Announcement

Collapse
No announcement yet.
X
  • Filter
  • Time
Clear All
new posts

    Need help with ListGrid using FetchMode.LOCAL and custom DataSource

    SmartClient Version: v10.0p_2015-12-10/LGPL Development Only (built 2015-12-10)
    Browser: Any

    I have a custom DS to access my data. I want the grid to load all of the data and sort/filter client side. To do this I am setting the grid fetch mode to LOCAL. When I do this, the grid never finishes the loading (the message saying it is loading and the spinner stay up forever). If I comment out the line that calls setDataFetchMode (so it uses PAGED), but still return all of the records (sample loads 100 records even though the request is for 75), then the grid finished loading fine (but then the grid will not locally sort or filter because it assumes the DS is doing that). When in LOCAL mode, is there something special my DS needs to do in order to signal that the FETCH is complete?
    Attached Files
    Last edited by pgrever; 14 Jan 2016, 09:25. Reason: Fix typo

    #2
    No, no special settings are required. There are a couple of strange things in your code which may be the culprit:

    1. you are setting autoCacheAllData:true; this setting doesn't really make sense if you are building a DataSource that uses dataProtocol:clientCustom to fetch from some kind of in-browser storage. Have you read the docs for this setting? What were you hoping that this setting would do for you?

    2. you're using dataProtocol:clientCustom but synchronously returning data, whereas this API is actually designed for you to do your own asynchronous comm to fetch data. Returning data synchronously is somewhat odd, since if you already have the data without needing to do an asynch fetch to get it, you could have just populated the DataSource with it. Is there some scenario you've got in which this pattern actually makes sense?

    Comment


      #3
      I wasn't certain if I needed to set autoCacheAllData or not. I tried removing it and that seems to have fixed this issue. The reason the sample doesn't do anything async is so I don't have to send you my tomcat server. I just took that part out to simplify the example. Behaves the same way whether the code is async or not.

      Comment


        #4
        autoCacheAllData (which again is a feature that doesn't seem to apply) probably has a piece of its implementation that expects asynchronous responses (because it would be nonsense to use this feature with synchronous responses).

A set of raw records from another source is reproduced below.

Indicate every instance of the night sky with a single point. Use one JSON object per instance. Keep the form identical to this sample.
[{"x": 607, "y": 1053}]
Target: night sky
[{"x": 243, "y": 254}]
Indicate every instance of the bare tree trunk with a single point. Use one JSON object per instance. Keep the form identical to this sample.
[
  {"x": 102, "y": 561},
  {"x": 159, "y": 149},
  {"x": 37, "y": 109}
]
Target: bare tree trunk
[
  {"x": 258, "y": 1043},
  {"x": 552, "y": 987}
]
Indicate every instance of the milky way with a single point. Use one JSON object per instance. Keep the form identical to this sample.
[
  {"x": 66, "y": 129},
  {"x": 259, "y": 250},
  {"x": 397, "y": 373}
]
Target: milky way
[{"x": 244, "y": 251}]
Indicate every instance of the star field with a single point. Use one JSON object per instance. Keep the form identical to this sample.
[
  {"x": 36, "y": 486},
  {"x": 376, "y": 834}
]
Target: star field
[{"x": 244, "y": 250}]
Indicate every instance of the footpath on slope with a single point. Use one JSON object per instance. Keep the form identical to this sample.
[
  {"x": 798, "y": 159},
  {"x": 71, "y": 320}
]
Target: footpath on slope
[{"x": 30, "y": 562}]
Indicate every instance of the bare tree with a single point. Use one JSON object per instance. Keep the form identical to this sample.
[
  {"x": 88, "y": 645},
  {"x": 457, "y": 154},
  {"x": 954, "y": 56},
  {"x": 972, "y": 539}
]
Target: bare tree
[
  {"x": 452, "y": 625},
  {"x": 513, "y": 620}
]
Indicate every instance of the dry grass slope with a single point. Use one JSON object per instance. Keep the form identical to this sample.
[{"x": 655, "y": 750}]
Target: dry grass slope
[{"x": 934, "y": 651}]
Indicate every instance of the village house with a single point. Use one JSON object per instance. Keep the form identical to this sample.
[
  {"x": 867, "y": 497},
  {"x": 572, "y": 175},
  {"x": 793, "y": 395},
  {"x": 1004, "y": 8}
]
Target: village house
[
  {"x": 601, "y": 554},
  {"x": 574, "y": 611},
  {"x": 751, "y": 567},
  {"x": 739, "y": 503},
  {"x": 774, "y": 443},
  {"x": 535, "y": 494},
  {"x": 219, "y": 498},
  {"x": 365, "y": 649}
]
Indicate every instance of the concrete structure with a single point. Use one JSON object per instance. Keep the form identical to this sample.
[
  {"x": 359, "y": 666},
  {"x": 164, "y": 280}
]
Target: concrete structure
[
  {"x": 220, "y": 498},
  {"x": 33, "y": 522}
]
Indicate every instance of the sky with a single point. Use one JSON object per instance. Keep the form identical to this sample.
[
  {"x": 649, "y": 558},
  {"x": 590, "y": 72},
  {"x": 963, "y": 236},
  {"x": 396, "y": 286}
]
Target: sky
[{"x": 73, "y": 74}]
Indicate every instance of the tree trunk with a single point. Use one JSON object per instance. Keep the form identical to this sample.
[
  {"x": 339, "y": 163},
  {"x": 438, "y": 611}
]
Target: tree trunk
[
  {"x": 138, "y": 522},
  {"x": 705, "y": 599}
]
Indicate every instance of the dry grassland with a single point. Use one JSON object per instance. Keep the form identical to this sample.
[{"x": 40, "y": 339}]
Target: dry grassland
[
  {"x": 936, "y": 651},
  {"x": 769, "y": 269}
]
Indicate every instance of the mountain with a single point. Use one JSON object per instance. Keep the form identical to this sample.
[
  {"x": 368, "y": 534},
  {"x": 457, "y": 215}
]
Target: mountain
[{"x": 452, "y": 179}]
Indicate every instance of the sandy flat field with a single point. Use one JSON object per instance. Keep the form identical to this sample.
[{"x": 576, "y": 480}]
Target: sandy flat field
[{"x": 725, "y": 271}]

        If you are building a test case for a situation where you would go to your Tomcat server, then you should respond asynchronously. You can just use Scheduler to wait for a trivial time period (say, 1ms) to do this.

        Or you can just populate the clientOnly DataSource in the usual way (setCacheData()), since your test case is basically a convoluted way of achieving the same thing.

        Comment


          #5
          I have a version of the sample that is asynchronous and it has the same problem if I set autoCacheAllData to true. My real app is doing asynchronous I/O, I was just trying to create a more simplistic sample to send you. Even if I make it async, I still see the problem. Since I don't seem to need to set autoCacheAllData to true in this case, and since not setting it fixes the issue, I'll just remove it. Thanks for the help.

          Comment


            #6
            Included an updated set of sample files where the fetch operation is async. Although I'm returning all of the data, if I call hasAllData() on my data source after the fetch it still returns false. Should I be overriding this method, or is there something else I should be doing so the DS knows that it has all of the data, or am I misunderstanding some concept here?
            Attached Files

            Comment


              #7
              In this new test case you have not set cacheAllData or autoCacheAllData. Therefore there is no caching at the DataSource level.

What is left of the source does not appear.